Gegen diesen Beschluss legte der Kläger am 18.11.1975 sofortige Beschwerde ein. Er ist der Ansicht, daß die Beklagten die Verfahrenskosten tragen müssen, weil das Mietverhältnis wenigstens aufgrund der Kündigung vom 7.4.1975 bei einer Kündigungsfrist von 3 Monaten im Zeitpunkt der letzten mündlichen Verhandlung wirksam beendet gewesen sei.

Die Beklagten sind der sofortigen Beschwerde entgegengetreten.

Wegen der weiteren Einzelheiten wird auf den Akteninhalt verwiesen.

 

Entscheidungsgründe

II.

Die sofortige Beschwerde des Klägers ist zulässig gemäß den §§ 91a Abs II, 567ff, 577 ZPO. Sie ist aber unbegründet, weil das Mietverhältnis zwischen den Parteien im Zeitpunkt der Erledigung noch nicht beendet war und die Räumungsklage daher ohne die Erledigungserklärungen als unbegründet hätte abgewiesen werden müssen.

Nach Erledigung der Hauptsache ist über die Verfahrenskosten gemäß § 91a Abs I ZPO unter Berücksichtigung des bisherigen Sachstandes und Streitstandes nach billigem Ermessen zu entscheiden. Hierbei entspricht es der Billigkeit, der bei einer streitigen Entscheidung voraussichtlich unterliegenden Partei die Verfahrenskosten aufzuerlegen. Dies wäre in vorliegendem Fall der Kläger gewesen, da weder die Kündigung vom 17.2.1975 noch die vom 7.4.1975 das Mietverhältnis bis zum Verhandlungstermin vom 17.9.1975 beendet hatte und die Klage auf sofortige Räumung gerichtet war.

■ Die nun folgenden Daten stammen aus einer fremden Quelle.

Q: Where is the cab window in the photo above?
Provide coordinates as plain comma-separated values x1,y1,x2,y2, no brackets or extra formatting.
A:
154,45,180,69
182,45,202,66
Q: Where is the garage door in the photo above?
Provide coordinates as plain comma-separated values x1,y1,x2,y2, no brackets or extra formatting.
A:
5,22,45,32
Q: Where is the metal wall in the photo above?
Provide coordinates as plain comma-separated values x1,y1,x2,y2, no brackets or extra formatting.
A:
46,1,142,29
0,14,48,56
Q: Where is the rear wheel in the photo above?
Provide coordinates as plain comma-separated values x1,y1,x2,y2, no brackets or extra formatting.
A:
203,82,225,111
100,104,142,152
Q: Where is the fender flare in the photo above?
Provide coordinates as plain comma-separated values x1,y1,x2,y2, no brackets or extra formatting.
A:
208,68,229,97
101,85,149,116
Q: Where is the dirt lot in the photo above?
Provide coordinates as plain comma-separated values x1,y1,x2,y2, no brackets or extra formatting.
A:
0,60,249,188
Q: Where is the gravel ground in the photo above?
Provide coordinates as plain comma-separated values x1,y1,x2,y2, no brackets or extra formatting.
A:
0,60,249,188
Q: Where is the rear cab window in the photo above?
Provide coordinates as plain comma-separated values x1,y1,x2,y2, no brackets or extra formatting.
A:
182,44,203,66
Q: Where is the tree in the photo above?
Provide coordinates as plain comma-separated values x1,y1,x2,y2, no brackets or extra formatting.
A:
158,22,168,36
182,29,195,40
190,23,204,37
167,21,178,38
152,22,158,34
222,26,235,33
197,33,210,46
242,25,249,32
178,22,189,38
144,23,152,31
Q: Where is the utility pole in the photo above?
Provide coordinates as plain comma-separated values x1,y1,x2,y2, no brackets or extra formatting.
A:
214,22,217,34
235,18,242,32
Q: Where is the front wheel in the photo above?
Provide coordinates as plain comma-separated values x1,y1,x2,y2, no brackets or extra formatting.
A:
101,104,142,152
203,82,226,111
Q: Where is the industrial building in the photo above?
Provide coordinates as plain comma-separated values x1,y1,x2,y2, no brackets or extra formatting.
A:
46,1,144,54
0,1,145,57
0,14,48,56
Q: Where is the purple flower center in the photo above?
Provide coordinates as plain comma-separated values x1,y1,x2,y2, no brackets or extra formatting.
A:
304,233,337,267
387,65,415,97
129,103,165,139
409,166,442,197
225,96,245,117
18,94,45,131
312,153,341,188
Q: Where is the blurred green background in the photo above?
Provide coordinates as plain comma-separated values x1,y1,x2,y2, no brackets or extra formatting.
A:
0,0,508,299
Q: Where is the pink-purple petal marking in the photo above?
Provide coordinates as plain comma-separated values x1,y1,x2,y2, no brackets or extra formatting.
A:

1. Die Kündigung vom 11.2.1974 war hierzu schon deshalb nicht ausreichend, weil ihr keine Vollmachtsurkunde beilag und dies von den Beklagten unverzüglich gerügt worden ist (§ 174 BGB). In Übereinstimmung mit den insofern zutreffenden Ausführungen im angefochtenen Beschluß ist die Kammer aufgrund des Inhalts des Schreibens vom 28.2.1975 (Bl 22), in welchem der Bevollmächtigte des Klägers auf die Rüge der mangelnden Vollmacht lediglich die Einsichtnahme in die bei ihm vorhandene notarielle Vollmachtsurkunde angeboten hatte, der Überzeugung, daß die Vollmachtsurkunde der Kündigung selbst nicht beigelegen hat. Der bloße Hinweis auf das Vorhandensein einer Kündigungsvollmacht und die Möglichkeit der Einsichtnahme seitens des Gekündigten können daher die Beifügung der Vollmachtsurkunde zum Kündigungsschreiben (§ 564a BGB) nicht ersetzen.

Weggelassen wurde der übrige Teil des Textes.